Psalm 88—Artwork

Learn more about Christ in the Psalms artwork and download artwork guides here.

Person: Jeremy Grant

Jeremy Grant is an emerging artist and award-winning creative director. He was born in California in 1985. He received a B.S. in Graphic Design and Illustration from John Brown University, (AR), in 2007. Grant has exhibited his collage and assemblage artwork in individual and group gallery shows since 2008. His work uses association to uncover themes of destruction and creation, death and resurrection, and chaos and familiarity. Jeremy Grant currently lives and works in Denver, Colorado.

Piece

Collage

PROCESS

Walking alongside Hemen through this song, I feel the pain with him. I relate to the feeling that “suffering never ends”—there’s always something else. If God cares about me, why have I continued to suffer, so repeatedly, so…pointedly?
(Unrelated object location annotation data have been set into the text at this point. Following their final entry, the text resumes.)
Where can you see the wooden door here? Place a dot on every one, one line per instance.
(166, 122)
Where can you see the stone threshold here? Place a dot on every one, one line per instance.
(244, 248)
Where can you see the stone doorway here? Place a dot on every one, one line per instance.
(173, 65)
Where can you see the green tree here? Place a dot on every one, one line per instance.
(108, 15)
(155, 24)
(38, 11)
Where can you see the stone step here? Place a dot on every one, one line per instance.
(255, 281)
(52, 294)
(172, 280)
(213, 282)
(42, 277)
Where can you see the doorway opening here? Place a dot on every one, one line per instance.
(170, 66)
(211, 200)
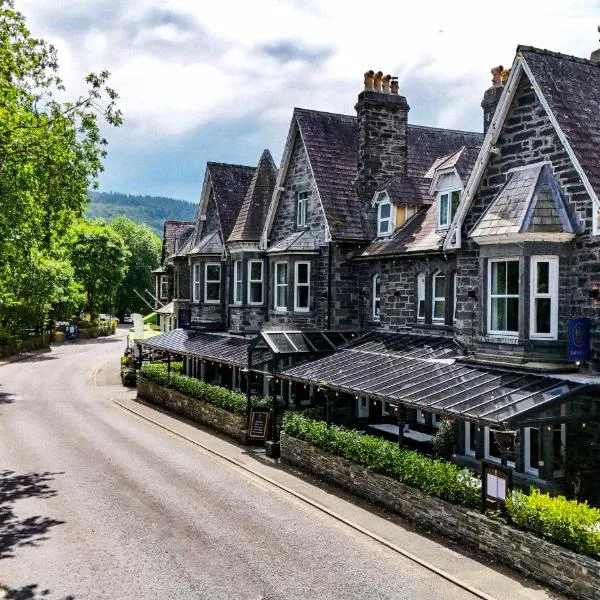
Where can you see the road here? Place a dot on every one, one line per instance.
(96, 503)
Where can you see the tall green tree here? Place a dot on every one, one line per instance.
(50, 154)
(144, 255)
(99, 259)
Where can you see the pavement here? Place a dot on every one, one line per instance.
(473, 573)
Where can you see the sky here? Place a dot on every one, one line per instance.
(217, 80)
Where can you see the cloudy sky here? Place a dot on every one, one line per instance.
(217, 79)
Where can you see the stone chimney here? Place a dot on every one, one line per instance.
(382, 117)
(596, 53)
(491, 97)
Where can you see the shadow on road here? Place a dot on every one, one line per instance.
(28, 592)
(28, 531)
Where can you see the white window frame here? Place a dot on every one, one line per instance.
(212, 281)
(436, 299)
(255, 281)
(375, 297)
(491, 331)
(277, 286)
(302, 208)
(298, 285)
(421, 297)
(163, 287)
(552, 294)
(238, 271)
(389, 221)
(196, 283)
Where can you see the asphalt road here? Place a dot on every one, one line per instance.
(95, 503)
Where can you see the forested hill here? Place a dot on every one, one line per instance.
(152, 210)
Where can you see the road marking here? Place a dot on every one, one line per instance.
(423, 563)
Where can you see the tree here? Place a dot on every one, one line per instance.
(50, 154)
(99, 258)
(144, 255)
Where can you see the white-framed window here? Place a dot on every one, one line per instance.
(491, 449)
(470, 438)
(301, 208)
(212, 283)
(543, 315)
(384, 217)
(376, 303)
(421, 296)
(281, 278)
(448, 202)
(438, 297)
(503, 297)
(302, 287)
(196, 283)
(164, 287)
(238, 269)
(255, 282)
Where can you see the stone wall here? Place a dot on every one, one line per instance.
(548, 563)
(202, 412)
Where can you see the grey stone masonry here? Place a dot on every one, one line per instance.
(564, 570)
(529, 137)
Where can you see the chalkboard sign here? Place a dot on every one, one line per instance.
(259, 424)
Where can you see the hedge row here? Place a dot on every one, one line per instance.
(434, 477)
(567, 522)
(224, 398)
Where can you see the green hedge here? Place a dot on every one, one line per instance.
(567, 522)
(434, 477)
(224, 398)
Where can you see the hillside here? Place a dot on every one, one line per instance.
(152, 210)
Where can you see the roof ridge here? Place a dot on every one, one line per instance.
(577, 59)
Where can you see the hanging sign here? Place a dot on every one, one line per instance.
(578, 341)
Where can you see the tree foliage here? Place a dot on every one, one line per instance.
(51, 151)
(144, 249)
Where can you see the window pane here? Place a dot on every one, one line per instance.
(512, 277)
(543, 308)
(543, 278)
(302, 273)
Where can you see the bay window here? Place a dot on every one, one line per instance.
(280, 286)
(255, 282)
(302, 287)
(503, 297)
(212, 283)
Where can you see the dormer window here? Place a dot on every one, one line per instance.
(301, 206)
(384, 217)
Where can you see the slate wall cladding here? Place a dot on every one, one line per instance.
(194, 409)
(552, 565)
(529, 137)
(298, 178)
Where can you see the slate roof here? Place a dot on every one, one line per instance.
(521, 206)
(571, 86)
(423, 372)
(253, 213)
(299, 241)
(229, 184)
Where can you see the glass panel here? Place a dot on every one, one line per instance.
(543, 278)
(543, 307)
(512, 277)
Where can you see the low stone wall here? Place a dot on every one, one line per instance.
(202, 412)
(564, 570)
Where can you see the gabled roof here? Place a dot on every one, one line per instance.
(253, 213)
(229, 186)
(521, 207)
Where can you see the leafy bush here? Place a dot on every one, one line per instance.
(567, 522)
(224, 398)
(434, 477)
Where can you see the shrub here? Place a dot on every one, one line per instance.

And all the theological questions about God “causing versus allowing” suffering—we know God is all-powerful, so what’s the difference? Hemen points straight at God and says “Your wrath has swept over me,” and “You have made me a horror to my companions.”

Hemen pulls no punches in this song. He is ferociously real. He brought raw and deep wounding, anger, depression and doubt to the people of God in the form of a song. There isn’t a happy resolution or moral, the song doesn’t give an answer. Psalm 88 ends with a haunting phrase, “darkness is my only friend.”
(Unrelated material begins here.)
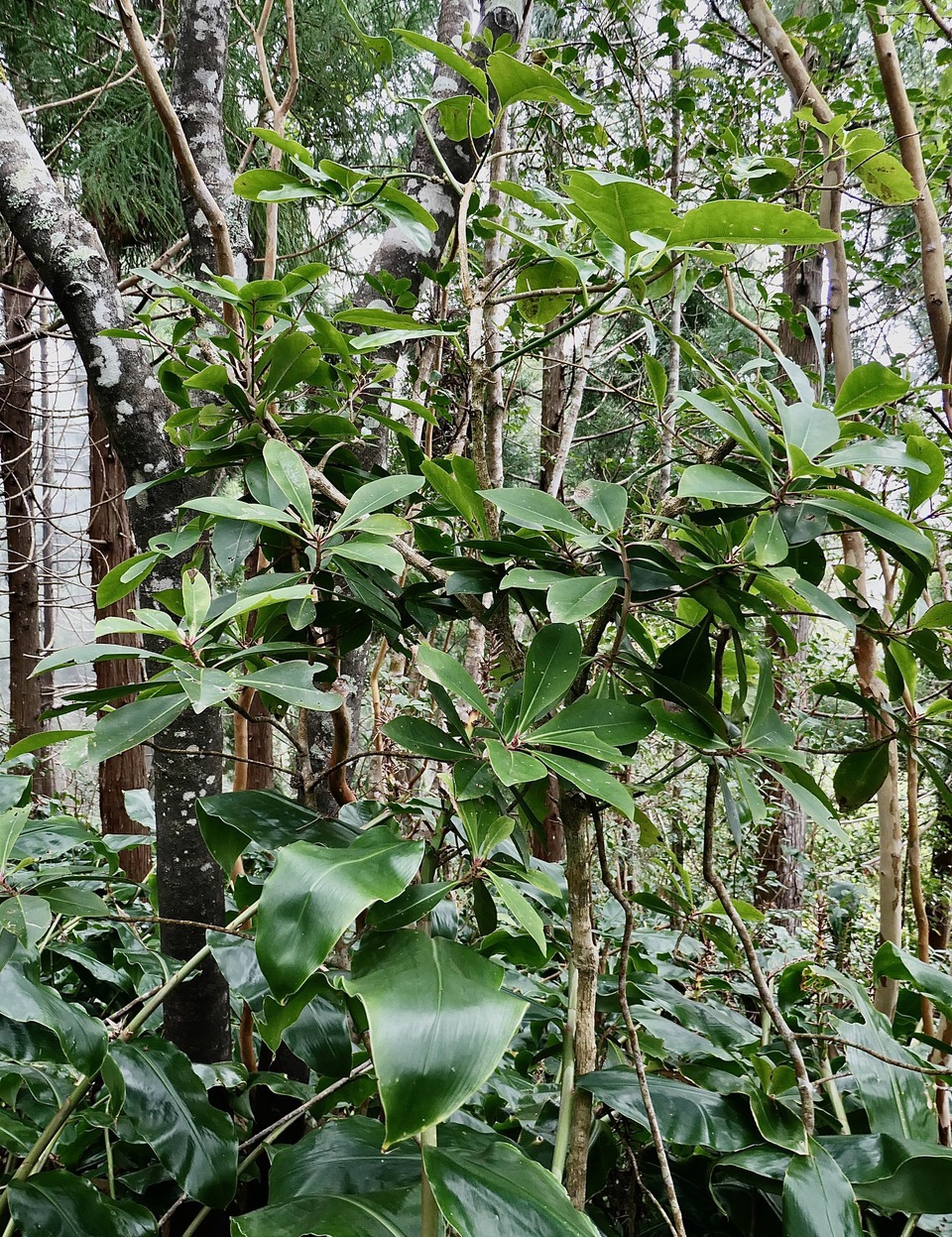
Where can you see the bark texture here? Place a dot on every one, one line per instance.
(110, 544)
(16, 463)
My response, in the form of this collage, is to acknowledge and honor the pain—to visualize it without rescue or resolution. I get the image of someone screaming in the dark. Struggling to stay lucid through waves of pain. Gasping and sobbing.
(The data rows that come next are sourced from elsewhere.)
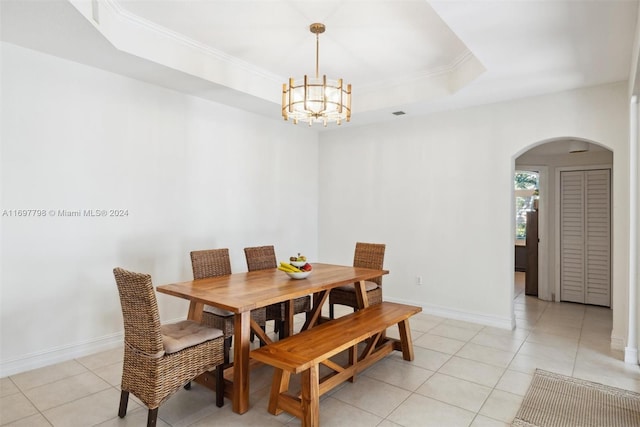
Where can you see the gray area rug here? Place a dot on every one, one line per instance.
(555, 400)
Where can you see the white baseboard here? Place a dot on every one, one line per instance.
(631, 355)
(617, 343)
(64, 353)
(482, 319)
(59, 354)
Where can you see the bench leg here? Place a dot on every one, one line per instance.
(405, 340)
(279, 384)
(310, 397)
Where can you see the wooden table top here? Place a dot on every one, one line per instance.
(241, 292)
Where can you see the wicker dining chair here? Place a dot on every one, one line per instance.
(214, 263)
(262, 258)
(367, 255)
(159, 359)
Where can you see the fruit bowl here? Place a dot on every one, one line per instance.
(300, 275)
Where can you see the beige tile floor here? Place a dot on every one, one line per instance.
(463, 375)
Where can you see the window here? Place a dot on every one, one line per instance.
(526, 191)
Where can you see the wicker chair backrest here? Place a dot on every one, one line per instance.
(139, 311)
(210, 263)
(260, 258)
(370, 255)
“Can you hear me? Are you there?
You are the only one who can save me, God…
Why don’t you answer?
Have you left me alone here? In Sheol?”

A dark figure is at the center, covered in raw red streaks, eyes puffed closed, darkness and fire all around. Sheol, the background, is visualized as ambiguous, formless darkness, creation reverting back to chaos, absent of anything but pain.

The only comfort offered here is the assurance that our pain is real, and our only hope is to be honest about it with each other, and with God. Real relationships will weather the difficult conversations, the anger and the pain. God can handle our honest emotions.